Do Bad Things Come From God or From Us? (4:78), (4:79)

4:78 declares "All things come from God." 4:79 declares "Anything bad that happens to you is from you." The claim is that these two consecutive verses flatly contradict each other.

The false claim: 4:78 and 4:79 directly contradict each other on the origin of calamity - one attributes it to God, the other to ourselves.

The two verses are not addressing the same question. One speaks of the ultimate source of all events. The other speaks of the underlying cause behind those events - and there is a meaningful and irreducible difference between source and cause.

[4:78] Wherever you are, death will catch up with you, even if you were in formidable castles. When something good happens to them, they say, "This is from GOD," and when something bad afflicts them, they say, "This is your fault." Say, "Everything comes from GOD." Why do these people not understand any discourse?

4:78's declaration that all is from God is a statement about divine sovereignty and creation. Everything that happens in this world - blessings and hardships alike - occurs within God's knowledge, will, and design. Nothing happens outside His knowledge or beyond His will.

[4:79] Anything good that happens to you is from GOD, and anything bad that happens to you is from you. We have sent you as a messenger to the people, and GOD suffices as a witness.

4:79 then establishes a complementary truth at a different level of the same reality: anything bad that happens to you is from your own self. This does not contradict the first verse. It identifies the underlying cause behind why bad things are decreed for specific individuals. We are not the ones who execute the misfortunes that befall us - but we are the reason they are sent. The bad things that come to us are consequences of sins previously committed, doors opened by our own shortcomings.

The example that illuminates this: if you are driving and another car strikes you unexpectedly, you did not arrange the collision. But the misfortune that found you is connected to something in your own record - a sin or a shortcoming that opened the door to this particular test or consequence. God decreed it (4:78). Your own actions were the reason it was decreed for you (4:79).

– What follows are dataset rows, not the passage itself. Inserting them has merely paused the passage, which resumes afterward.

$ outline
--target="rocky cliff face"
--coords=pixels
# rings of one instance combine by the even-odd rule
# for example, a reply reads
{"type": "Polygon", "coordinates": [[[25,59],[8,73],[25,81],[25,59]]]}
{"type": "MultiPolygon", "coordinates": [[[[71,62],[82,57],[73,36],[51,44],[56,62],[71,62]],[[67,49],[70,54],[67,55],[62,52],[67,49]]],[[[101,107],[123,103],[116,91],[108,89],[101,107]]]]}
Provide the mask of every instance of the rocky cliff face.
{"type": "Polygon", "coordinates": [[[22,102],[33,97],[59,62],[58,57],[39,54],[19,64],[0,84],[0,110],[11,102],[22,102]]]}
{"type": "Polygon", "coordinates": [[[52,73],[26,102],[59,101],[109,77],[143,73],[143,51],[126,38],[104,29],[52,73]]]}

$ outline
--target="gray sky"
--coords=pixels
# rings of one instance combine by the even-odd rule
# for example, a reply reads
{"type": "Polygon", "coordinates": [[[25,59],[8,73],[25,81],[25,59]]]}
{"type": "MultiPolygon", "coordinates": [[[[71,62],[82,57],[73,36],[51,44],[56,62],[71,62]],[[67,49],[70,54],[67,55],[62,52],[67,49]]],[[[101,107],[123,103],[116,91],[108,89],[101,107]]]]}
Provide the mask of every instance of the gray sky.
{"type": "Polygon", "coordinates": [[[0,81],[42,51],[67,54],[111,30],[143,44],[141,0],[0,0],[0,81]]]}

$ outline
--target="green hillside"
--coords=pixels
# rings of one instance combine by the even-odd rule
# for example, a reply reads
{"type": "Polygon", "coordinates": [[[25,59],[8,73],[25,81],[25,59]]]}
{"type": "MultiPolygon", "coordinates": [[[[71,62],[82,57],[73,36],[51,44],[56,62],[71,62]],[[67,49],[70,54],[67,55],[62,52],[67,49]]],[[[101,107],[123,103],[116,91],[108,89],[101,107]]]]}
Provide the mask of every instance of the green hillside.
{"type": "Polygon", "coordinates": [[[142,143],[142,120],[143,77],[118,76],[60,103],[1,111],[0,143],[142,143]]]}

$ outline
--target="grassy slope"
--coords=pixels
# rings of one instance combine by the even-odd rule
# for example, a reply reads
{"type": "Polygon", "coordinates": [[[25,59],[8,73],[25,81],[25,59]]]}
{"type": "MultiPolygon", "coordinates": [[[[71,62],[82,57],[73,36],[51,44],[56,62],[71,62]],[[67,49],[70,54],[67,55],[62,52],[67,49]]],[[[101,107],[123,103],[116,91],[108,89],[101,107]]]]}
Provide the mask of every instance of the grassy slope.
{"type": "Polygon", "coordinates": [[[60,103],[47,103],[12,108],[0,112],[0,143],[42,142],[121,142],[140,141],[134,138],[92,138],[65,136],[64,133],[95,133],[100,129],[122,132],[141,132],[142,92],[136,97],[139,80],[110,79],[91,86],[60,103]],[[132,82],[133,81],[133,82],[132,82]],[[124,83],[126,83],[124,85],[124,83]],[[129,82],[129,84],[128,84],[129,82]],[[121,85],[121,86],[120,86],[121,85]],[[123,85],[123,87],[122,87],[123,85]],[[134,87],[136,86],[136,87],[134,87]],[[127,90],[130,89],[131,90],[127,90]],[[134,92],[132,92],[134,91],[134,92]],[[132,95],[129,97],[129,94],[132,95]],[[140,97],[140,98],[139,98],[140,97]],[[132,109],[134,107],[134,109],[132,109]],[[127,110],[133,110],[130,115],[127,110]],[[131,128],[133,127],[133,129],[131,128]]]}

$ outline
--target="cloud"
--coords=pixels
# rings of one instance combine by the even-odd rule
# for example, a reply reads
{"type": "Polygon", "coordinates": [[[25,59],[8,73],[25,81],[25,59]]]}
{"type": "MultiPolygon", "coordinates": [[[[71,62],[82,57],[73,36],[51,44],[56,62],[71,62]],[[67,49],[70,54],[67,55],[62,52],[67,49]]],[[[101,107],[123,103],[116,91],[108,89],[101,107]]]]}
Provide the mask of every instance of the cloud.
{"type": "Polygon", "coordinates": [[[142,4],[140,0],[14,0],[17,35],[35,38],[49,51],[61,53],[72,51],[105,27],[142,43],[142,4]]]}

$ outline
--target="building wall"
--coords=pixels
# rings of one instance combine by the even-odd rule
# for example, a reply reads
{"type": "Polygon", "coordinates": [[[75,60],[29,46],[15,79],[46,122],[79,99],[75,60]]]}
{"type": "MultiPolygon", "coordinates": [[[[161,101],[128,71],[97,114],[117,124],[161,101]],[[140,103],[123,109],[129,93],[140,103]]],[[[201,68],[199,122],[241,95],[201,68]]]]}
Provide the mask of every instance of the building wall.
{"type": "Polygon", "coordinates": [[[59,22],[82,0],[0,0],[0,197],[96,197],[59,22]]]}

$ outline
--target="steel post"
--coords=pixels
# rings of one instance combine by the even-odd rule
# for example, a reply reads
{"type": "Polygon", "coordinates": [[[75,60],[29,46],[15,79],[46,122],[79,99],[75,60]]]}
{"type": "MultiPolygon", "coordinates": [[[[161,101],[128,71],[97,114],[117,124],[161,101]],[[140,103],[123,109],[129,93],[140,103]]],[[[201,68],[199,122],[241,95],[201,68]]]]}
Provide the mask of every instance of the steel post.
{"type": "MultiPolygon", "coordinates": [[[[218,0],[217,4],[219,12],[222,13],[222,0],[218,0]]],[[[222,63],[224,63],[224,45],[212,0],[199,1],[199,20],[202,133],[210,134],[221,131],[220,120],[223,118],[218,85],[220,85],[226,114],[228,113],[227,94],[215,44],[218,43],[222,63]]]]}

The Quran also points to a dimension of this principle that extends beyond this earthly life. 33:72 speaks of the trust - the responsibility of free will and moral accountability - that humanity accepted before birth. The failures that accompany us through life are connected to that original burden we took on willingly. The bad things that reach us are therefore from ourselves in a comprehensive sense: from our choices in this life and from the nature of what we accepted responsibility for before it began.

God is the source of all things. Our own deeds are the cause behind what reaches us specifically. Both statements are true simultaneously at different levels of the same reality.